A diagnosis of hypertension pre-intervention was also independently associated with regression of LVMI (β coefficient ± SE: −0.49±0.23, p0.005). However, we did not input both pre-intervention hypertension and post-intervention hypertension in the same model because of collinearity
Cardiovascular events
The median follow-up was 8±4 years, and during this period, 9 (7%) had new onset atrial fibrillation, 6 (5%) had non-sustained ventricular tachycardia and 4 (3%) required hospitalization for heart failure in the context of atrial arrhythmias, and 3 (2%) died from cardiovascular causes (sudden cardiac death n=1, stroke-related death n=2). The combined outcome of cardiovascular events occurred in 16 (13%) patients. The 10-year cumulative incidence of cardiovascular events was higher in the patients with hypertension pre-intervention as compared to those without hypertension (14% vs 0%, p<0.001).
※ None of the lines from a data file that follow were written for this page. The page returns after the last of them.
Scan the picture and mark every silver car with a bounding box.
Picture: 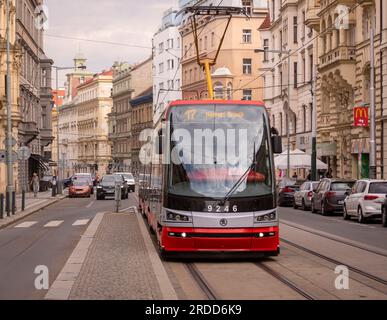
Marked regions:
[293,181,319,211]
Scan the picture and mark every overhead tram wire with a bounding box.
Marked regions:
[45,34,152,50]
[156,0,224,106]
[237,3,361,90]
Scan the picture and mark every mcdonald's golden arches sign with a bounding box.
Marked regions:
[353,107,369,127]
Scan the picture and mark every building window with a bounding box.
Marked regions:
[242,89,253,101]
[168,59,175,70]
[242,29,251,43]
[293,16,298,43]
[243,59,251,74]
[168,39,173,49]
[263,39,269,61]
[242,0,252,16]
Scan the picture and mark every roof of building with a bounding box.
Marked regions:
[129,87,153,107]
[212,67,232,76]
[258,13,271,30]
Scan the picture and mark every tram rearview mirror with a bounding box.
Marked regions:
[271,136,282,154]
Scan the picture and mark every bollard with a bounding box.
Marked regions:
[5,192,11,217]
[0,193,4,219]
[12,191,16,216]
[22,190,26,211]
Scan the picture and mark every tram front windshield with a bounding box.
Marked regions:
[168,104,273,199]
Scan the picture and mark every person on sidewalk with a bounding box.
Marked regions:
[31,172,39,198]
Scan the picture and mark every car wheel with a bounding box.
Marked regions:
[382,208,387,228]
[301,199,307,211]
[357,207,366,223]
[343,205,351,220]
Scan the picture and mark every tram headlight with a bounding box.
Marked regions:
[166,211,190,222]
[255,211,277,222]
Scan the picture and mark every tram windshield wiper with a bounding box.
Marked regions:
[219,142,257,206]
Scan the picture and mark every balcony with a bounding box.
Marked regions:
[320,46,356,70]
[19,122,39,144]
[40,129,54,147]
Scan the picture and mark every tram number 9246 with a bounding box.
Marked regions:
[207,205,238,213]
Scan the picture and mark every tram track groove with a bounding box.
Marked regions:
[281,238,387,286]
[185,263,220,301]
[255,262,317,300]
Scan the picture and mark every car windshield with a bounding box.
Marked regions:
[312,182,319,191]
[73,179,89,187]
[331,182,355,191]
[368,182,387,194]
[168,104,272,199]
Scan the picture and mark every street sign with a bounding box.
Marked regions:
[3,137,17,147]
[0,150,18,163]
[17,146,31,161]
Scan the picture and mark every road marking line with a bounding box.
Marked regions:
[14,221,38,229]
[86,200,95,209]
[44,220,64,228]
[73,219,90,226]
[134,207,177,300]
[44,212,105,300]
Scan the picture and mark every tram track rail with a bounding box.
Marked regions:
[255,262,317,300]
[185,263,220,301]
[281,238,387,286]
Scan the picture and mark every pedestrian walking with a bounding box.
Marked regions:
[31,172,39,198]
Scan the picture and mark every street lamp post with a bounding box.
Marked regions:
[53,66,86,194]
[254,49,292,178]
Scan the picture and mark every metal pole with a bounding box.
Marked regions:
[6,0,14,213]
[311,64,317,181]
[286,50,291,178]
[55,67,62,194]
[369,18,376,179]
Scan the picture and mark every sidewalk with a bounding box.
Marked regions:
[46,207,177,300]
[0,189,67,229]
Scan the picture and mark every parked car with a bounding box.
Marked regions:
[97,174,129,200]
[115,172,136,192]
[278,181,302,207]
[69,179,91,198]
[343,179,387,223]
[311,178,356,216]
[72,173,94,194]
[39,175,54,192]
[381,196,387,228]
[293,181,319,211]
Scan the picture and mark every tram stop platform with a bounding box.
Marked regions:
[45,201,177,300]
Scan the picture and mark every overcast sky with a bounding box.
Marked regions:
[44,0,177,86]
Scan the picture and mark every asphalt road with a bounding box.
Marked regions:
[279,207,387,250]
[0,192,136,300]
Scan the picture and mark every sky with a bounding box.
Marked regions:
[44,0,177,86]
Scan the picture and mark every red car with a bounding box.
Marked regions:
[69,179,91,198]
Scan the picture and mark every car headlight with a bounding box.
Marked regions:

Compared to group with normal/elevated BP, those with stage 1 and 2 hypertension had a higher cumulative 10-year incidence of cardiovascular events (Figure 1). Persistent hypertension post-intervention and suboptimal regression of LVMI were independent risk factors for cardiovascular events (Table 5). We did not observe any correlation between cardiovascular events and the type of antihypertensive therapy used pre- or post-therapy. Subgroup analysis performed based on sex, showed that hypertension and suboptimal LV mass regression were independent risk factors for cardiovascular events in both groups.
Table 5.
Multivariate Cox Model Showing Risk Factors Associated with Cardiovascular Events
| Variables | HR (95%CI) | p |
|---|---|---|
|
| ||
| Age, per 5y increment | 1.16 (1.05–1.27) | 0.003 |
| Stage 1 hypertension at Y1* | 1.19 (1.08–1.30) | 0.007 |
| Stage 2 hypertension at Y1* | 1.27 (1.06–1.48) | 0.01 |
| LV mass index regression, per 5% change | 0.89 (0.84–0.95) | 0.002 |
| LV global longitudinal strain, % | 0.97 (0.93–1.01) | 0.08 |
COA: Coarctation of aorta; LV: Left ventricle; HR: Hazard ratio; CI: Confidence interval
Severity of hypertension at Y1 modeled as categorical variable using the normal/elevated BP group as the reference group.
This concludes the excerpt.